The return to Ilfracombe was a bit more lively than the journey out. As we headed into the waves spray broke across the boat, sending many people to shelter below deck but keeping others in amused anticipation of the next drenching! Above deck, one solitary Gannet was seen. Below deck, Scotland triumphed over Samoa in the Rugby World Cup.
Many thanks to the crew of the 'Oldenburg' for their help and assistance.
MARINElife/Lundy WLO Keith Morgan
MARINElife/Lundy WLO Peter Jones
Summary of sightings
Common Dolphin 3
Harbour Porpoise 16
Grey Seal 5
Great Northern Diver
Great Black-backed Gull
We set sail from Ilfracombe in excellent weather and calm seas, and almost immediately had our first sighting of a Harbour Porpoise. This was to continue throughout the outward sailing with over 15 animals sighted.
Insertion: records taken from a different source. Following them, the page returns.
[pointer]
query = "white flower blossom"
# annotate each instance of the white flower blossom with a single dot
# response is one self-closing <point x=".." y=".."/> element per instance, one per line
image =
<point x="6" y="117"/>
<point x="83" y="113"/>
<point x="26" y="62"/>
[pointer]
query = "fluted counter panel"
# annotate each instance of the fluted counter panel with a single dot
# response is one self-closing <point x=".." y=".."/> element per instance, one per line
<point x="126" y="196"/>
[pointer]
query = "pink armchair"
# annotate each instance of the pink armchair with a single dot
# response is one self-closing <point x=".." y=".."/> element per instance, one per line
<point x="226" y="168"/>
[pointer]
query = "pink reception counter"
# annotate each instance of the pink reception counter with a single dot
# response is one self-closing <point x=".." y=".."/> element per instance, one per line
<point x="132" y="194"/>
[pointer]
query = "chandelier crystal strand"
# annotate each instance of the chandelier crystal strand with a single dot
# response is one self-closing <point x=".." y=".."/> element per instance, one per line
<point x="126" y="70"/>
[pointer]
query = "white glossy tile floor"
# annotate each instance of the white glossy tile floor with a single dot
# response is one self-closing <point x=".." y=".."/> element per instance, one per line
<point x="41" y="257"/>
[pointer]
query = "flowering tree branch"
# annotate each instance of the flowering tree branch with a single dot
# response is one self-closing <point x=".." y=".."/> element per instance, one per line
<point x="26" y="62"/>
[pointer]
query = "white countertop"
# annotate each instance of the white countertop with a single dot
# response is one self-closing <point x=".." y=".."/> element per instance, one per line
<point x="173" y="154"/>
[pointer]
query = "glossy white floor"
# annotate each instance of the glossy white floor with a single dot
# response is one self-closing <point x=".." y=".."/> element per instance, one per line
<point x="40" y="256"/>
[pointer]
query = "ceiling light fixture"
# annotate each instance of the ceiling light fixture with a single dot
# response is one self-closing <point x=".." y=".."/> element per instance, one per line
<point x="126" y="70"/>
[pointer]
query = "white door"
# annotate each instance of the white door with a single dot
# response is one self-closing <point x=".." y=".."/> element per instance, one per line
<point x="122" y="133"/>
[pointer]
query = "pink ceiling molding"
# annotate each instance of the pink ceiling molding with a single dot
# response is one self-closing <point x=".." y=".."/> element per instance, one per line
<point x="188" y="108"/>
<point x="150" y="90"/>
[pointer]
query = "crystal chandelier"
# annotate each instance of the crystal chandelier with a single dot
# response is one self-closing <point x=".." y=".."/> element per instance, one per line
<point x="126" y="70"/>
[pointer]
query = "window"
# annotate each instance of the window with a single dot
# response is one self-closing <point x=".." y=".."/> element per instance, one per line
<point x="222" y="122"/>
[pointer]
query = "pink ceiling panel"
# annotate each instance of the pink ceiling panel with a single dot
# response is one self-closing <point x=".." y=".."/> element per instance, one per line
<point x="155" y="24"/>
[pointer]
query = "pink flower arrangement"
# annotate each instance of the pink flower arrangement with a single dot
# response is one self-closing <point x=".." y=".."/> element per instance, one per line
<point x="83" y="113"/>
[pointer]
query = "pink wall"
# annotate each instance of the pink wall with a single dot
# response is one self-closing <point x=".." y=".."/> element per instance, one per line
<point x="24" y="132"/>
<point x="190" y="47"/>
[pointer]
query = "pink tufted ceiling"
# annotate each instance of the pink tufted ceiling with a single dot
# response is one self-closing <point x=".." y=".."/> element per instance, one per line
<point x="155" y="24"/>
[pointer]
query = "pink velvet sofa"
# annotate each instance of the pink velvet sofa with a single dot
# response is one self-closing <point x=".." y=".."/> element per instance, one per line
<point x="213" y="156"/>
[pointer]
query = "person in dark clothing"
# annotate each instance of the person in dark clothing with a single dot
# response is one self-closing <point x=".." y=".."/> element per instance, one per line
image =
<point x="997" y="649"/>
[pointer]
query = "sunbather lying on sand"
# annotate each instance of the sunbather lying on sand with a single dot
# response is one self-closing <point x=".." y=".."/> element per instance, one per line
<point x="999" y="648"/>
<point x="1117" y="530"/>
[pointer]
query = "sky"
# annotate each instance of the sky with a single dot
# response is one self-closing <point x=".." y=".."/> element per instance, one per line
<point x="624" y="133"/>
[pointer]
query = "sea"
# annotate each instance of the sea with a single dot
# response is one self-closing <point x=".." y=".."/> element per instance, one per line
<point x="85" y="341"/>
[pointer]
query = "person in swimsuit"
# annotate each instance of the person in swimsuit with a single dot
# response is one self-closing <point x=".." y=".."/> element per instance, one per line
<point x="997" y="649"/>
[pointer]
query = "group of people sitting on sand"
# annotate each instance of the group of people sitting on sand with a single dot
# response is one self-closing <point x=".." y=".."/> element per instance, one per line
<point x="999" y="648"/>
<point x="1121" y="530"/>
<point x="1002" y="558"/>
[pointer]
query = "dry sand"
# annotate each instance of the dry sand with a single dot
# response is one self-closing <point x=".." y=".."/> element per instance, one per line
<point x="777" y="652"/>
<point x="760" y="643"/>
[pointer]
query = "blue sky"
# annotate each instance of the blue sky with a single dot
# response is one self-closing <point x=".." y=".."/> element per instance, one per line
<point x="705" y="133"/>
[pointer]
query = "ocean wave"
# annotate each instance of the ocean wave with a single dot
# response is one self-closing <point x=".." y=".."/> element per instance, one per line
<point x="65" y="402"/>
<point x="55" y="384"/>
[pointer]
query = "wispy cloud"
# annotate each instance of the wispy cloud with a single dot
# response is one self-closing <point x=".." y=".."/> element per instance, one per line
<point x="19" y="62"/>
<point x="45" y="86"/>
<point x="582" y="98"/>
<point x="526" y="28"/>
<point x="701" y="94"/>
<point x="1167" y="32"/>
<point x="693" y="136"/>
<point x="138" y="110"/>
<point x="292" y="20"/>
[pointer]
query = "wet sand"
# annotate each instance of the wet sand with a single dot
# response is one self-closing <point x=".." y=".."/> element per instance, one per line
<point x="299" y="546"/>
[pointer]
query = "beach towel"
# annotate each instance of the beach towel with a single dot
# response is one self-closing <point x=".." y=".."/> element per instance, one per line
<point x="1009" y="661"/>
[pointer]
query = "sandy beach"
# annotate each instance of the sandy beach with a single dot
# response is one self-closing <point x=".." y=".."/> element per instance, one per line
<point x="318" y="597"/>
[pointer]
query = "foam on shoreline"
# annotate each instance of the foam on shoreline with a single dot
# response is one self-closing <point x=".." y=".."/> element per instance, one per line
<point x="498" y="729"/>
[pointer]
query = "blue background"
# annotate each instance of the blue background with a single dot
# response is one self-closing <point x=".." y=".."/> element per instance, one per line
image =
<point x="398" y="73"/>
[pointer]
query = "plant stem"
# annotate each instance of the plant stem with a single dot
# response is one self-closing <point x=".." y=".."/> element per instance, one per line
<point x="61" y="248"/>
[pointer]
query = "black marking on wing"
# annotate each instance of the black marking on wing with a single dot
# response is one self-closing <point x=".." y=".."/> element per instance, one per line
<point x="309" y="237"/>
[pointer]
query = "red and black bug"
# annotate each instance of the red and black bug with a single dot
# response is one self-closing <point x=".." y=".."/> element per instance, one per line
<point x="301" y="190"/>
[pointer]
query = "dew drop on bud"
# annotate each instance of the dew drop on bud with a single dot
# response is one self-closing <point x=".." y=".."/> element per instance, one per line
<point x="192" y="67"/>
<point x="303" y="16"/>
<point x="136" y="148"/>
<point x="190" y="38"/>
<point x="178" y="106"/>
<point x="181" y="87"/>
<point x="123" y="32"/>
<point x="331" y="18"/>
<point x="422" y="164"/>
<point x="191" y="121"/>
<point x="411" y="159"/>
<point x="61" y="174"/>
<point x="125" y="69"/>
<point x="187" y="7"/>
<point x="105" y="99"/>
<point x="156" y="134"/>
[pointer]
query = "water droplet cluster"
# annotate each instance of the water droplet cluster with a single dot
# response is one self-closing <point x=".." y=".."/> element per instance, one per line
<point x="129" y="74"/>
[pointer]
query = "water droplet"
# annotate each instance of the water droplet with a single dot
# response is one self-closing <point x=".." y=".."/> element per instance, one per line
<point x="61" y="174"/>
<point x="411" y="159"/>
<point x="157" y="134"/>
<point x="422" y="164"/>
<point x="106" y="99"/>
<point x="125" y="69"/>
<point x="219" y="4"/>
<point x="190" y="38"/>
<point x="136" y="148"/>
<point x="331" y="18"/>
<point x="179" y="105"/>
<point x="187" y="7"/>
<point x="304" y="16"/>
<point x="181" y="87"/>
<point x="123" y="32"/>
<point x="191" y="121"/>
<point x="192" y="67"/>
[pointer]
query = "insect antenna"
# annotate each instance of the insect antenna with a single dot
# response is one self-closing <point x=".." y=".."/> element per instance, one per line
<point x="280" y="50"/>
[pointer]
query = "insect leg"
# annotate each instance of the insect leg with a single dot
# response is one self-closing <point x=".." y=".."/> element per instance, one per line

Harbour Porpoise (Adrian Shephard)
Birds seen during the outward crossing were a Great Northern Diver, several Guillemot on the water, plus Kittiwake and Gannet overhead. A small flock of Swallow migrating over the sea was a nice sight, and as we approached Lundy, larger groups of migrating Swallow and House Martin were seen circling over the island. A number of Grey Seal were seen around the harbour, and several Shag were sitting on rocks.
The small sheltered valleys on Lundy were alive with birds. Blackcap, Robin, Chiffchaff and Goldcrest were all showing well. A brief glimpse of a superb Male Redstart was a highlight. On the higher ground, Meadow Pipit, Stonechat, Skylark, and Wheatear were seen.
Kittiwake (Adrian Shephard)
The return journey started well with Harbour Porpoise surfacing below circling Gannet, and we continued to enjoy regular Porpoise sightings. Three Common Dolphin showed very briefly close to the boat but unfortunately didn't linger for better views. The day's sightings were completed by a Peregrine hunting along the Devon coast.
On arrival back at Ilfracombe, I thanked the Captain and his crew for their hospitality, and returned to shore after a very enjoyable day.